The fireman-wannabe said, “You can’t be president; you’re a girl!”

This was 1972. I’d seen my mother watching something on the news, so I shouted back.

“YES, I CAN! WOMEN’S LIB!”

I didn’t know what women’s lib meant exactly, but it made me feel good to say it.

“Why don’t you become a secretary?” Mrs. Hendricks suggested.

Mrs. Hendricks was famous among us kids as the meanest teacher in school. Later that year, after I got in trouble for beating up a boy, she called my mother and suggested she send me to a psychiatrist for gender confusion.

I wasn’t confused, and Mrs. Hendricks didn’t break me. Puberty did. It hit me like a Mack truck. At 12 years old, saddled with a C-cup bra that I hid under so many layers of clothes, I could hardly move, I lost every bit of my tomboy power. It took me two years to find my strength again, and even then, I never again announced that I wanted to be president.

In my 20s, when I looked for work as a bartender, I was told that only topless bars would hire a woman, and only if I worked in a one-piece leotard. When I finally did get a job, the higher-ups promoted only men. I watched as men I had trained became my bosses. I was sexually harassed on a daily basis, so much so that I stopped thinking of it as harassment. When I started cooking for a living, it was open season on me from the all-boys camp of professional cooking. They would do just about anything to make me quit.

Anyway, when I got to my commercial kitchen on November 8, I took out a piece of paper and wrote “I’m with her” on it, then taped it the front window.

Two passersby gave me the thumbs up.

That night, my girlfriend and I toasted our first lady president-to-be with cocktails, then crawled into bed to watch what we both thought was going to be one of the best nights of our lives unfold.

One by one, the states on the map turned red.

“Don’t worry, Honey, she’s going to win,” my girlfriend reassured.

How could she not? Any one of the offensive comments Donald Trump had made while campaigning would have ended the career of another politician.

The few people I knew who were voting for Trump were embarrassed about it and said things like, “I don’t trust him, but I think he’ll be good for business.”

He couldn’t possibly win; even the Republicans were speaking out against him.

As more states turned red, I wrote on Facebook, “Please, Lord, send her some love.”

Then fell asleep feeling hopeful. She’d just won California. I woke with a jolt at 2:30.

“Did she win?”

“I’m sorry honey,” my girlfriend said as gently as she could. “No, she didn’t.”

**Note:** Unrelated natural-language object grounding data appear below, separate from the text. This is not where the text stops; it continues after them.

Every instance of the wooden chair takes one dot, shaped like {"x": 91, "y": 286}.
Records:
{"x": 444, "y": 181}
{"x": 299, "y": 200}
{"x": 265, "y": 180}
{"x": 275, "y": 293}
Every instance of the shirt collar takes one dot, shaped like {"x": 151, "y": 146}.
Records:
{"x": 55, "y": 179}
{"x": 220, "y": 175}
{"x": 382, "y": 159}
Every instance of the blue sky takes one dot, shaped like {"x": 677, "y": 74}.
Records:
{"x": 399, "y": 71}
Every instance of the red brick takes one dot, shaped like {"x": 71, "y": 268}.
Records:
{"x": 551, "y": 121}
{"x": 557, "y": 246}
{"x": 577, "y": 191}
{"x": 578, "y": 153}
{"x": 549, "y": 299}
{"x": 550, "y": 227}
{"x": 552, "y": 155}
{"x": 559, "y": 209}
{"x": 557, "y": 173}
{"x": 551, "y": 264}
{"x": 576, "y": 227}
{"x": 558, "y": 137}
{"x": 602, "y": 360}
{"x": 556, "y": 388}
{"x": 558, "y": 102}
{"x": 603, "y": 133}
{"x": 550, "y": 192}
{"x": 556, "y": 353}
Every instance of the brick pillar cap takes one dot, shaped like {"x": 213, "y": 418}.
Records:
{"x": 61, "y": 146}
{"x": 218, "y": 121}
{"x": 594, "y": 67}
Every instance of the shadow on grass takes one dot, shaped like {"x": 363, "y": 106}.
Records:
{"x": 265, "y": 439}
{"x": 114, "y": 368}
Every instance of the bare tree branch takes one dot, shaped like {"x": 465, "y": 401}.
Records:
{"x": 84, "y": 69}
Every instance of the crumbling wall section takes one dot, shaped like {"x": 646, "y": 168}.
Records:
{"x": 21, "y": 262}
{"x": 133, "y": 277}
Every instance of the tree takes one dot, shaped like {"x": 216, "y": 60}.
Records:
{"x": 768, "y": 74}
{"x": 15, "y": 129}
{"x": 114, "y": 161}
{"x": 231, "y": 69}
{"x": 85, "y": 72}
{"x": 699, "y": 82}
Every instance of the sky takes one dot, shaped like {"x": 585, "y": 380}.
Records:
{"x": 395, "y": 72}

Wham! came that punch in my stomach.

“How? Why?”

On my Facebook that morning, a man had commented, “Stick a fork in her. She’s done.”

It felt as though he’d stuck a fork in me. Couldn’t he understand that I was experiencing a profound loss? How could he be so cruel? And why on earth was I Facebook friends with him?

On the way to work, everyone I passed looked stunned, as though they were fighting back tears. They made eye contact with me when I passed and smiled or nodded. New Yorkers never make eye contact. It’s not our thing.

I smiled back. The dragging feet, wet eyes; the only other time I’d experienced that was the day after September 11.

For weeks after my mother died, my eyes felt hard from too many tears pent up behind them. When I looked in the mirror, they looked like a layer of glass was over them. This was the same way my eyes looked and felt after election night, the same way most of the eyes I met looked, the same way Hillary’s eyes looked the morning of her concession speech.

“Hillary won the popular vote. Remember that,” more than a few people said to me, but it didn’t really make me feel better.

They didn’t understand that it wasn’t just my heart breaking; 7-year-old me was being told that I can’t be president because I’m a girl all over again. She and I had come so close, only to have it ripped away.

I spent a few days crying, and then I got a text message from my goddaughter.

My beautiful 19-year-old goddaughter Zee, so moved by her outrage, announced that she planned to run for president one day. Her mother, her best friend, her boyfriend, her college pals and her proud godmother will all vote for her. No one even considered saying it wasn’t possible for a girl. If they had, Zee would have kicked the crap out of them.